This invention relates to improved combustion chamber configurations for two-cycle engines. In particular the combustion chamber designs are for high pressure fuel injected systems requiring exaggerated chamber designs to insure a full and complete combustion that uniformly distributes the combustion forces over the head of the piston in a manner that maximizes the power stroke.
In short-stroke, high-compression engines that are fuel injected, there is little time in which to complete combustion. The injection process must therefore be precisely timed with the compression stroke to inject the fuel charge without premature combustion, but in a manner that fully mixes the injected fuel with the compressed air such that on auto combustion the advancing flame front rapidly consumes the fuel air mix without a damaging effect from the high pressure shock wave. In two-cycles engines having a mono valve exhaust system in which a single large valve is centrally located over the piston shock waves can be potentially damaging unless diverted from the central axis of the valve. Similarly, the center of the piston head is potentially a structurally weak spot that can be adversely affected by a symmetrically formed detonation and focused shock waves.

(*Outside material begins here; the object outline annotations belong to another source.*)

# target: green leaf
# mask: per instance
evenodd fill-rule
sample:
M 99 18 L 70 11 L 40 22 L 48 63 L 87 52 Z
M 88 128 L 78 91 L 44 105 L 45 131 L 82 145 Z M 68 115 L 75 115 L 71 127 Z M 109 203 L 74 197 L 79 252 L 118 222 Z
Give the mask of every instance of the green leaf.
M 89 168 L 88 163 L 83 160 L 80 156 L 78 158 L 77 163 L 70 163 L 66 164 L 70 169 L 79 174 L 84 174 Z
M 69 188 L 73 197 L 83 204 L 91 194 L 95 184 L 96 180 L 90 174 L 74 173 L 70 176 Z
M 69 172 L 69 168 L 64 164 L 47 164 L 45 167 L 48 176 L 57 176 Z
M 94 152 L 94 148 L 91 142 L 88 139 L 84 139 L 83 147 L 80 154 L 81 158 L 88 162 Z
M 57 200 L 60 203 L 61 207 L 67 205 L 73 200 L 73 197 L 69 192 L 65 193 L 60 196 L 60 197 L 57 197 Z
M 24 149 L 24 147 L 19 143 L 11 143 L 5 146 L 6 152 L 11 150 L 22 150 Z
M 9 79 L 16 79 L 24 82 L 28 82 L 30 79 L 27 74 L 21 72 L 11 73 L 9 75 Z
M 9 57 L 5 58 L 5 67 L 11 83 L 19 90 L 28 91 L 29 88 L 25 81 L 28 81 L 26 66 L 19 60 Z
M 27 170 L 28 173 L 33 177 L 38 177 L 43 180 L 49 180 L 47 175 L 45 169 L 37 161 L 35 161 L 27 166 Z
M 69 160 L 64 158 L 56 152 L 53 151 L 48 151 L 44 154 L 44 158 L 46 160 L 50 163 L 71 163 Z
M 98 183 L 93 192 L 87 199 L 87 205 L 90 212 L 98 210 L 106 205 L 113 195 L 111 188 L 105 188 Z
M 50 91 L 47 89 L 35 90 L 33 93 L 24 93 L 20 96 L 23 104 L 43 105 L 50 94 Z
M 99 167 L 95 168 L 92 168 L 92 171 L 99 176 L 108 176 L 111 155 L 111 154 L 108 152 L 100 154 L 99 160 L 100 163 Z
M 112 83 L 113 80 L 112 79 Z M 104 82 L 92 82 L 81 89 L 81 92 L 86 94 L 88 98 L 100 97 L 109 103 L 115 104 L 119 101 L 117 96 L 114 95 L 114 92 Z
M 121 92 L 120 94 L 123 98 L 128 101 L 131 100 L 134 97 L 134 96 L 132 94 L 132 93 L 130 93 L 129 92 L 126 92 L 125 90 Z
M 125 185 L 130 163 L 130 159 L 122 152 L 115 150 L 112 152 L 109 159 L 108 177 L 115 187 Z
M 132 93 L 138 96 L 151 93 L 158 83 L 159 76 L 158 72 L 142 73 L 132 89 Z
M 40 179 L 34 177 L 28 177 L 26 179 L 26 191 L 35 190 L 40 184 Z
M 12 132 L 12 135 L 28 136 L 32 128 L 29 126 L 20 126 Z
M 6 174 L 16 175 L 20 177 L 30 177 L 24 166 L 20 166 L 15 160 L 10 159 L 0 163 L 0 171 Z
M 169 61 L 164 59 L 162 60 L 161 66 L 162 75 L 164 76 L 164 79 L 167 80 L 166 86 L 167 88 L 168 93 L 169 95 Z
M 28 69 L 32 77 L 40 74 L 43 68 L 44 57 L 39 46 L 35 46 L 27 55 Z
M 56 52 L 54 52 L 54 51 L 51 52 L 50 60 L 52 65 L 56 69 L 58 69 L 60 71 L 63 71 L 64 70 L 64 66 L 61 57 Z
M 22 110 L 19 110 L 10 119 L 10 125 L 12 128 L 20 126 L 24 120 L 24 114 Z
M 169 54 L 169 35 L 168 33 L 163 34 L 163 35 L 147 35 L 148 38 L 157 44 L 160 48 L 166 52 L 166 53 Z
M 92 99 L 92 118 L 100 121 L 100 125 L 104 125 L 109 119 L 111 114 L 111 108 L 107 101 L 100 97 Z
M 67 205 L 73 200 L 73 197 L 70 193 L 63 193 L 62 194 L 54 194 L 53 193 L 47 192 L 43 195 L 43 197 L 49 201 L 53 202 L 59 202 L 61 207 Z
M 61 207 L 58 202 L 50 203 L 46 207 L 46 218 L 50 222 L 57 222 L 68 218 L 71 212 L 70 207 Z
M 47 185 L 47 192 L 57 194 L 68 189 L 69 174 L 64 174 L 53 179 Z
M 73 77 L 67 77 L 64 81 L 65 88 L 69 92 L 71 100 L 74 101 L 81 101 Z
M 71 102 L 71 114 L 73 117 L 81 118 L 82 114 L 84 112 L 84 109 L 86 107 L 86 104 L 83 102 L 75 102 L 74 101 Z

In similar prior art configurations, for example, as shown in Basabe, Pat. No. 2,658,487, issued November, 1953, entitled, combustion chambers partially isolated from the cylinder of the piston have been devised with configurations that produce turbulence patterns conducive to full and complete combustion. However, while the combustion chamber of Basabe is configured to develop the swirl and squish important to formation of a turbulence pattern that enhances combustion, the heart shape configuration of the resultant design does not fully protect the single exhaust valve from the peak pressures that are potentially dangerous to the structural integrity to the valve in a short stroke high pressure piston. Although the valve of the Basabe engine has a central prominence to divert the pressure front eminating from the piston head, the, prominence is insufficient to insulate the valve face from the pressure forces developed in an ultra-high pressure combustion.
The configuration described in Basabe is for a two-stroke internal combustion engine having a relatively long stroke and is particularly designed to develop jets of air into the combustion chamber at very high temperature so as to specifically enable ignition of the fuel without a very high degree of compression, and hence a very high mean effective pressure. Applicants, on the other hand seek to define configurations that will enable extraordinary high combustion chamber pressures without the destruction of either the piston head or, in those embodiments using mono-valve exhaust systems, the exhaust valve. To accomplish such, exaggerated configurations are employed to not only generate the annular turbulence pattern desired, but to protect both piston head and exhaust valve. In certain embodiments the combustion chamber configurations develop a double squish action to further enhance turbulant action.